The LMSz method converts raw data to z-scores using the baseline reference and then models the z-scores. It assumes that any skewness in the raw data matches the skewness in the reference, and this may not be the case. If the two skewness patterns differ, it will introduce bias, as seen in Fig. 4B for BMI, where the 98th centiles based on the LMS and LMSz methods are very different, particularly in males. BMI is markedly right-skewed at older ages (i.e., the L-value is large and negative), which affects the 98th centile more than the 2nd and 50th centiles.

Another limitation is that for conditions that attenuate the pubertal growth spurt, such as achondroplasia [24] and hypochondroplasia [25], the LMSz method will generate rare disease centiles with a spurious pubertal spurt. Clinicians managing such conditions need to bear this in mind.

Strengths

The LMSz method appears to provide appropriate growth charts for rare genetic conditions where there are, by definition, only small numbers of cases.

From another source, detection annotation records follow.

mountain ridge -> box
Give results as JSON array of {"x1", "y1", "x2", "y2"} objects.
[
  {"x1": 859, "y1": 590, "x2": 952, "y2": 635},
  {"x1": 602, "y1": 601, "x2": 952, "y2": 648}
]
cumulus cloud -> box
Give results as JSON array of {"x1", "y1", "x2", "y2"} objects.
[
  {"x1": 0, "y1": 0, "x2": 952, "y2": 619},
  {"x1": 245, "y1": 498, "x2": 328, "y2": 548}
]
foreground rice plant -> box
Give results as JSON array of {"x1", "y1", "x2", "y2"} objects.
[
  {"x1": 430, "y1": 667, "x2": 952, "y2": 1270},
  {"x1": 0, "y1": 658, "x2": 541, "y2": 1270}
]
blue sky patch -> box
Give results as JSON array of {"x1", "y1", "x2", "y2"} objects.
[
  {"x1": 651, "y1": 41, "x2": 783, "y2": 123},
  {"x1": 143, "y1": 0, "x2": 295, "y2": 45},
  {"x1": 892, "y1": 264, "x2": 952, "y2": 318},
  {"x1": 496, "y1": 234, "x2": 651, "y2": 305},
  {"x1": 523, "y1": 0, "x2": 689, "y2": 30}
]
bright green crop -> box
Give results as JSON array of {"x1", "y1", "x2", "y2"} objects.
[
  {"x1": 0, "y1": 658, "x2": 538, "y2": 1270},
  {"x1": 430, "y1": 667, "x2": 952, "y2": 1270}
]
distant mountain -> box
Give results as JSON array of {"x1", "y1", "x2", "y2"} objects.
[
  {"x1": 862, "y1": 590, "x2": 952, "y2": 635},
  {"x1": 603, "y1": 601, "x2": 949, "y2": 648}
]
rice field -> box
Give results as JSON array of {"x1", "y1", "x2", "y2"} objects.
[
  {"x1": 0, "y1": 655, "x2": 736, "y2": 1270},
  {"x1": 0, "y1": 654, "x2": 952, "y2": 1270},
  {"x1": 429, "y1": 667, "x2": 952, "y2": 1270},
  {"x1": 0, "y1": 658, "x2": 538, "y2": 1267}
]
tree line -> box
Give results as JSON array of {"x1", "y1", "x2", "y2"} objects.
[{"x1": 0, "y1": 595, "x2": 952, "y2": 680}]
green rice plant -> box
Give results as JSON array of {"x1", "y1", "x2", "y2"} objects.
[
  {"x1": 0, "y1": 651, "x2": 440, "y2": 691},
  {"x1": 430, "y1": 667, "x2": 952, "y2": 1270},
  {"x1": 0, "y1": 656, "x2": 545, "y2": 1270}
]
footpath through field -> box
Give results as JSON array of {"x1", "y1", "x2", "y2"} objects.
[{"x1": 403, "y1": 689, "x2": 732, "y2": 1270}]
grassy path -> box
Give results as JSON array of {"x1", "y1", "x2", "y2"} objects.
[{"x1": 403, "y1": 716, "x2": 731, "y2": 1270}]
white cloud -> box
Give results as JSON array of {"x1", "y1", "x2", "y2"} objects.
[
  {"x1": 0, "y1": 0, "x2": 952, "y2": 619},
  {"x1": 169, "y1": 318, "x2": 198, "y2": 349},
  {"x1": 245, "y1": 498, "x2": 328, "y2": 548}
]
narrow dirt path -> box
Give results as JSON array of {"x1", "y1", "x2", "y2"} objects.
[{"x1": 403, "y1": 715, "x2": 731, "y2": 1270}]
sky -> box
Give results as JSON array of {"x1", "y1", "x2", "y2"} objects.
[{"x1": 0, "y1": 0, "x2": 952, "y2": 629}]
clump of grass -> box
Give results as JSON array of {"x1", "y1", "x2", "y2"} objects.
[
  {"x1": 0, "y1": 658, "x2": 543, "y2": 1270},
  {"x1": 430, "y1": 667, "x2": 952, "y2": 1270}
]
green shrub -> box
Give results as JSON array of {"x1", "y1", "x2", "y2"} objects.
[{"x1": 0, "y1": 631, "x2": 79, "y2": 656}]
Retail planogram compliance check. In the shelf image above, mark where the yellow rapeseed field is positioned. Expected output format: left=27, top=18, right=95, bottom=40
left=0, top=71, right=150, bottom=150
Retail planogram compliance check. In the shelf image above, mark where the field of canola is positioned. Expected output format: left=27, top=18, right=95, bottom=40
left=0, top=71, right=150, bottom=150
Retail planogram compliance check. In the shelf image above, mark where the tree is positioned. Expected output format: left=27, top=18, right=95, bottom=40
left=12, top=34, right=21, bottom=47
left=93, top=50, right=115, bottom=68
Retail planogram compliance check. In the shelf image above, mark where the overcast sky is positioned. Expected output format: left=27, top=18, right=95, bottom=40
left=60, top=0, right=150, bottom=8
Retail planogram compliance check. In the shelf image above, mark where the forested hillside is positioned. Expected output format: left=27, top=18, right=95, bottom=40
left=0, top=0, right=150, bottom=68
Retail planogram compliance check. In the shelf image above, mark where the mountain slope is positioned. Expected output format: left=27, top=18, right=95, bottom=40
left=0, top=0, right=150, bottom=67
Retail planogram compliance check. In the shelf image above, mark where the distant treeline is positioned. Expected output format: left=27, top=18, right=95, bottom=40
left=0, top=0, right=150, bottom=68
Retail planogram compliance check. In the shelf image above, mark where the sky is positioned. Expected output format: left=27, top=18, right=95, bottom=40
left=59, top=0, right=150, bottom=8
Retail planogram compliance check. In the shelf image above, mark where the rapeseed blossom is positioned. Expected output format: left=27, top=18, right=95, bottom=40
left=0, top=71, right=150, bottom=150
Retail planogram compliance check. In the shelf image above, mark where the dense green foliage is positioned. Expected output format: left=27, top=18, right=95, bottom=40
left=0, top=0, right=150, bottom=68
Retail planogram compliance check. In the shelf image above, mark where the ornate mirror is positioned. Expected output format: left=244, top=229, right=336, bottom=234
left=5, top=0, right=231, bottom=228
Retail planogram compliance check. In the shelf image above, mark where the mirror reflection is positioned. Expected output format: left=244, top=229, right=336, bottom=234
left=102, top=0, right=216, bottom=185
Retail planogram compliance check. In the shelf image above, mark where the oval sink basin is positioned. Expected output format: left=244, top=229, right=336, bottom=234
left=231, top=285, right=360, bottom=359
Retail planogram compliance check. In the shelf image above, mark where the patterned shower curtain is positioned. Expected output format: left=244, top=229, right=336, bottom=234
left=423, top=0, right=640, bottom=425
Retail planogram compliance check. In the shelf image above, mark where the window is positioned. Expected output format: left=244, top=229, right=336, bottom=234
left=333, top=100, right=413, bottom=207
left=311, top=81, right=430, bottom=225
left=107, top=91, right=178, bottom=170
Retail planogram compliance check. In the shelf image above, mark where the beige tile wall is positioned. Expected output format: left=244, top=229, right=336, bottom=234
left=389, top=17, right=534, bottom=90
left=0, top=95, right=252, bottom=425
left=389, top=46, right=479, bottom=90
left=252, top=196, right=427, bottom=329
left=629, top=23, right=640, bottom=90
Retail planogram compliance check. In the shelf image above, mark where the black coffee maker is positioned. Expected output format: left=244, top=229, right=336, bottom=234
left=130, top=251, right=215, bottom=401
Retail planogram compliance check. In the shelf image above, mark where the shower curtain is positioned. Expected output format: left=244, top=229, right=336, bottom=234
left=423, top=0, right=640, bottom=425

It is flexible and automatable, which allows rare disease data to be accumulated over time and the charts to be continually updated.

The method relies on a baseline growth reference from which to borrow strength, and here the baseline is the British 1990 or UK90 reference, which was modelled using the GAMLSS BCCG distribution [6, 9]. However, it should be pointed out that the LMSz method will work with any GAMLSS model that can convert measurements to z-scores, including other popular distributions such as the Box-Cox t (BCT), Box-Cox Power Exponential (BCPE) [26] or generalised gamma (GG) [27]. In addition, it will work with any baseline growth reference, not just UK90, and researchers in other countries may prefer to use their own national references where appropriate.

Implementation

We plan to automate LMSz within the DECIPHER platform [28, 29] using its open-access datasets alongside further growth measurements being collated through the GenROC study [8]. Gene-specific growth charts will be viewable within DECIPHER. A future development would be to vary subtype-specific charts within our proposed pipeline.